Vos consultants passent plus de temps à documenter et relancer qu’à conseiller. Voici ce qu’on observe dans les cabinets de 5 à 30 consultants.
Les comptes-rendus arrivent trop tard — ou jamais
Un COPIL de 2 heures avec le client lundi matin. Le CR devrait partir le jour même. En pratique, le consultant enchaîne sur une autre réunion, puis un déplacement, et le CR est envoyé jeudi — quatre jours après. Le client reçoit un document approximatif, les actions ne sont pas claires, et lors du prochain COPIL, on perd 20 minutes à revenir sur ce qui a été dit. C’est un cercle vicieux qui mine la crédibilité du cabinet. Un CR tardif, c’est un signal : "on ne maîtrise pas notre propre suivi".

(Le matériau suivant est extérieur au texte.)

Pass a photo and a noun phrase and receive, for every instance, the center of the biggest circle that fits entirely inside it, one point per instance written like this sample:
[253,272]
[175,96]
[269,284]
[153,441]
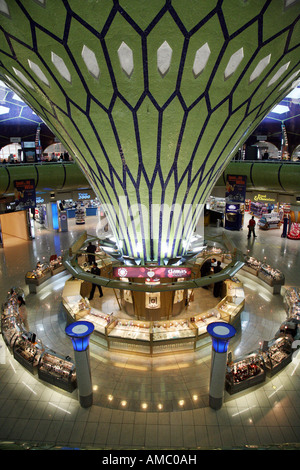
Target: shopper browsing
[23,312]
[251,227]
[91,249]
[96,271]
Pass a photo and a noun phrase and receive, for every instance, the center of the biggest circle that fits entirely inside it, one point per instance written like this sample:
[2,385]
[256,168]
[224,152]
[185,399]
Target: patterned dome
[151,98]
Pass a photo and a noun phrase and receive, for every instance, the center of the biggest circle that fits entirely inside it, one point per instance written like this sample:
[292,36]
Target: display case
[252,265]
[100,320]
[28,352]
[58,371]
[269,221]
[76,306]
[11,327]
[291,301]
[39,274]
[151,337]
[173,330]
[278,354]
[245,373]
[80,216]
[201,321]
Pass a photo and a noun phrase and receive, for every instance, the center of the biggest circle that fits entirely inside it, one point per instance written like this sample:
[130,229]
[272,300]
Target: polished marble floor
[148,403]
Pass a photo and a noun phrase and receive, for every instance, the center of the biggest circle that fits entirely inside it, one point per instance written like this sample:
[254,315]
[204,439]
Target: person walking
[91,249]
[217,285]
[23,312]
[251,227]
[95,270]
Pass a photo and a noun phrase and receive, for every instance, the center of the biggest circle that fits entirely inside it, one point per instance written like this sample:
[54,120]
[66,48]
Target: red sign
[141,271]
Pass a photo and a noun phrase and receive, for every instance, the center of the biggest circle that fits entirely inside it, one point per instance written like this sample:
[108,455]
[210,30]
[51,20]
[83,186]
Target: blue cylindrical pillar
[80,332]
[221,333]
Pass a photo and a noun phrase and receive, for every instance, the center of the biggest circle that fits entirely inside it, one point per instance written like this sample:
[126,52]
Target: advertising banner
[24,194]
[236,188]
[144,272]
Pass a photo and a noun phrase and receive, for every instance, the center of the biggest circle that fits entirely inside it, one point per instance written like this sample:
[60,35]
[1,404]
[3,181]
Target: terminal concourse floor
[142,402]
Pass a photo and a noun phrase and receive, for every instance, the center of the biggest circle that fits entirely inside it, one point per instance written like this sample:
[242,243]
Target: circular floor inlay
[221,330]
[80,329]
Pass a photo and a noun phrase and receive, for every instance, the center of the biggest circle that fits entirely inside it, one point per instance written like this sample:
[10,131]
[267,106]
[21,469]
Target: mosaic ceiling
[152,98]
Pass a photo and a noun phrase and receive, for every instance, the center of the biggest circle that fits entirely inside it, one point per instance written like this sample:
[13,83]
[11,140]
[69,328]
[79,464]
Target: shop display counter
[11,328]
[156,336]
[31,353]
[58,371]
[28,353]
[278,354]
[291,302]
[245,373]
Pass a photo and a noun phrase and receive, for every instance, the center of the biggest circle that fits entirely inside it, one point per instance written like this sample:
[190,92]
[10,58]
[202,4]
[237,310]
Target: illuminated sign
[84,196]
[264,198]
[150,273]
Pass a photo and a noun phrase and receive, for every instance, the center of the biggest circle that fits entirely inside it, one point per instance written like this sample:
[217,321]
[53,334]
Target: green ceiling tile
[192,132]
[79,39]
[147,117]
[94,13]
[47,14]
[143,15]
[130,85]
[278,17]
[295,36]
[152,98]
[192,86]
[4,46]
[124,124]
[163,85]
[17,23]
[238,13]
[171,126]
[192,11]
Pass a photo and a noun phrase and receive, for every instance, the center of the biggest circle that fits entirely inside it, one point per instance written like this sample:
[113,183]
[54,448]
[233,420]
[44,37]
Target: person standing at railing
[251,227]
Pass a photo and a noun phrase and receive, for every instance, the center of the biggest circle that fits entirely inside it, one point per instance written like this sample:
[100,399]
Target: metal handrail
[71,264]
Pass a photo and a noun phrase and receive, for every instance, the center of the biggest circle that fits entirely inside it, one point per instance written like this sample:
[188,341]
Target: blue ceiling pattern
[181,86]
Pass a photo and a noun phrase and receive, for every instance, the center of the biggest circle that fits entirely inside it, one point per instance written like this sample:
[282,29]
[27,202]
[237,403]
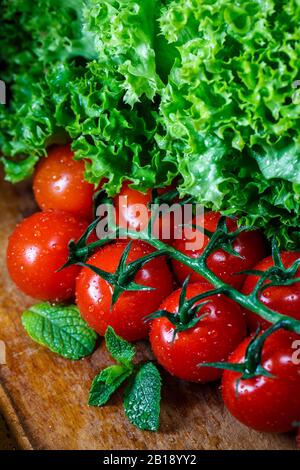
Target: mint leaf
[122,351]
[142,398]
[106,383]
[61,329]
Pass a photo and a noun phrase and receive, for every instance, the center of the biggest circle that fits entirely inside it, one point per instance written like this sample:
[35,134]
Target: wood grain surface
[43,397]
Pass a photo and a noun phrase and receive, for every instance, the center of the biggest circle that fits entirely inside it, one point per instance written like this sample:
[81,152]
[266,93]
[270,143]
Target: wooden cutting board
[43,397]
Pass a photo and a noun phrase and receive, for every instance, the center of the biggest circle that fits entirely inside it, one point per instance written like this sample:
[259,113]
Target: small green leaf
[122,351]
[106,383]
[142,398]
[61,329]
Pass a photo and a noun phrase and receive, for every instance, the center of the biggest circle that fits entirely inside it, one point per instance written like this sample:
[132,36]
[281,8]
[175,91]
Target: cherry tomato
[133,212]
[94,294]
[282,299]
[59,183]
[263,403]
[38,248]
[249,245]
[212,339]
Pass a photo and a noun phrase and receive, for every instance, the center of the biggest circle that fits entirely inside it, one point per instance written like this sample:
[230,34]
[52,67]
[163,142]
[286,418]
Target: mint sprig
[61,329]
[143,394]
[142,398]
[122,351]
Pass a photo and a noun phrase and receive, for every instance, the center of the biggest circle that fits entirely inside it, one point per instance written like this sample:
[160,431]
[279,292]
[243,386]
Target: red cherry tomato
[249,245]
[282,299]
[211,340]
[38,248]
[59,183]
[133,212]
[263,403]
[94,294]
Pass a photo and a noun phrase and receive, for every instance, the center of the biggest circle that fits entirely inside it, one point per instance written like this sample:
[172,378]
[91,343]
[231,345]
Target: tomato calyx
[222,238]
[251,367]
[81,250]
[277,275]
[186,317]
[123,278]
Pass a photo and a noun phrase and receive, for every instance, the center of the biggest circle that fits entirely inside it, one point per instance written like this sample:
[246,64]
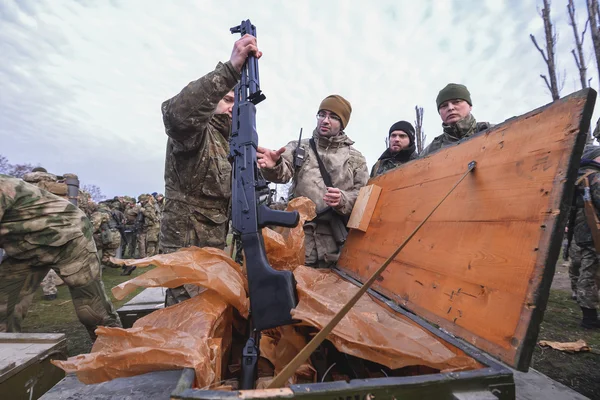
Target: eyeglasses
[332,117]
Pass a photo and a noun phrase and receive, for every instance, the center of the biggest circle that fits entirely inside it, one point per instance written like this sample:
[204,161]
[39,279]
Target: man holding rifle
[197,169]
[331,175]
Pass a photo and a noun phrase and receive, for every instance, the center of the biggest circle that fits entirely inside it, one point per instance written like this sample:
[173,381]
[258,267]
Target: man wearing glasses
[345,166]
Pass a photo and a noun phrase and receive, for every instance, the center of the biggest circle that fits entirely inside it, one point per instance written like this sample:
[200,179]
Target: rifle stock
[272,293]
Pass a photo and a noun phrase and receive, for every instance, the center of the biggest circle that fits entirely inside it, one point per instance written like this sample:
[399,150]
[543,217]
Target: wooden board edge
[524,351]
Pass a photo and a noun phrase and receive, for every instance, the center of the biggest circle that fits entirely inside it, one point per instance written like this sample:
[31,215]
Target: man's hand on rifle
[268,158]
[241,49]
[333,197]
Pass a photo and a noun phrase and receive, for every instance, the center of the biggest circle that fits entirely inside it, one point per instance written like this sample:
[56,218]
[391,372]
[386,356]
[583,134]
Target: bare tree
[548,57]
[419,132]
[94,191]
[4,165]
[578,56]
[18,170]
[594,20]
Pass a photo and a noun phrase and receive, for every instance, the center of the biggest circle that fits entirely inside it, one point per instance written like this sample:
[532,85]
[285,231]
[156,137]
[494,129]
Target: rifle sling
[324,173]
[328,182]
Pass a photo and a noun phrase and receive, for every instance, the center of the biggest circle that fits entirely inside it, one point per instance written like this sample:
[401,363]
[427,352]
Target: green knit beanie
[453,91]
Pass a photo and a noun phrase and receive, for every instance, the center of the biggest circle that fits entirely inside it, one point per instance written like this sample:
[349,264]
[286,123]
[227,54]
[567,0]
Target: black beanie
[453,91]
[406,127]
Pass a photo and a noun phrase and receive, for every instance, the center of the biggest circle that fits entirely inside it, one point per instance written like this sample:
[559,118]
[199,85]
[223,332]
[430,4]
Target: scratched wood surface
[482,266]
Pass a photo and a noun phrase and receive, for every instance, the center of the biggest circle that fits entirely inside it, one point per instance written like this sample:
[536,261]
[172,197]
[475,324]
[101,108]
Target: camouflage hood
[222,124]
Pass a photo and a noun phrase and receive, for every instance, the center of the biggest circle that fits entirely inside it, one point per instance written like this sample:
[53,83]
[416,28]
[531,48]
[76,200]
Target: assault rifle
[272,293]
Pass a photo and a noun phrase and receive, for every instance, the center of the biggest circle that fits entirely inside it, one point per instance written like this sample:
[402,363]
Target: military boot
[590,318]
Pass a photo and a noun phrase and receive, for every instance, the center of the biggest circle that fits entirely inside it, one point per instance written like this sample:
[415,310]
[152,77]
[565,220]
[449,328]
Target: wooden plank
[20,350]
[364,207]
[481,267]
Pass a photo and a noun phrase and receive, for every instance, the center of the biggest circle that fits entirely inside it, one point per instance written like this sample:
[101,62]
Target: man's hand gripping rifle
[272,293]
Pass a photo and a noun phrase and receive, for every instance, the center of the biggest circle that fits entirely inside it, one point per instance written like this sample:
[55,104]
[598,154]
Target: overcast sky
[82,81]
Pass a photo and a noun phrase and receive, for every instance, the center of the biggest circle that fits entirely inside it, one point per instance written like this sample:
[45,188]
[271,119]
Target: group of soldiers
[124,228]
[195,210]
[330,171]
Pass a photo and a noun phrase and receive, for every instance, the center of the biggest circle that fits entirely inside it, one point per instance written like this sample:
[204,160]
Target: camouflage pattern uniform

Les actions de mission s’évaporent entre deux réunions
"Thomas s’occupe du benchmark concurrentiel pour vendredi." "Sarah doit valider le budget avec le DAF." "Le client envoie les organigrammes avant jeudi." Trois actions, trois owners, trois deadlines. Combien seront réellement faites vendredi ? Dans un cabinet de conseil typique, 30 à 40% des actions convenues en réunion ne sont pas exécutées dans les délais, simplement parce que personne ne les suit de façon structurée. Elles sont dans les notes du consultant, pas dans un système.
La mémoire de mission repose sur les personnes, pas sur le système
Marc gère la mission chez Leclerc depuis 8 mois. Il connaît tous les interlocuteurs, toutes les sensibilités, tout l’historique. Le jour où Marc tombe malade, part en congé, ou quitte le cabinet, c’est la catastrophe. Le consultant qui reprend passe 2 à 3 jours à reconstituer le contexte, le client doit tout réexpliquer, et la confiance se fissure. C’est un risque opérationnel majeur que la plupart des cabinets sous-estiment.
Les signaux de décrochage client passent inaperçus
Le sponsor côté client répond de moins en moins vite. La fréquence des réunions s’espace. Les actions côté client ne sont plus exécutées. Ces signaux annoncent presque toujours un problème : désalignement, insatisfaction, changement de priorités internes. Mais quand le consultant est pris dans le delivery, il ne les voit pas. Quand il les voit, c’est souvent trop tard : le client a déjà décidé de ne pas renouveler.
Le staffing se fait au feeling, pas aux données
Qui est surchargé ? Qui a de la disponibilité la semaine prochaine ? Quelle mission consomme plus de jours que prévu ? Dans beaucoup de cabinets de 10 à 20 consultants, ces questions n’ont pas de réponse fiable. Le staffing se fait lors de réunions hebdomadaires où chacun donne sa vision, souvent optimiste. Résultat : des consultants qui font 55 heures pendant que d’autres attendent, des missions en retard, et des marges qui s’érodent.
La préparation des réunions client prend trop de temps
Avant chaque comité de pilotage, le consultant passe 45 minutes à 1 heure à relire ses notes, reconstituer l’avancement, identifier les sujets bloquants. C’est du temps qui pourrait être consacré à préparer des recommandations à forte valeur ajoutée. Multiplié par 3 à 4 réunions client par semaine, c’est un demi-jour par consultant perdu en reconstitution d’information.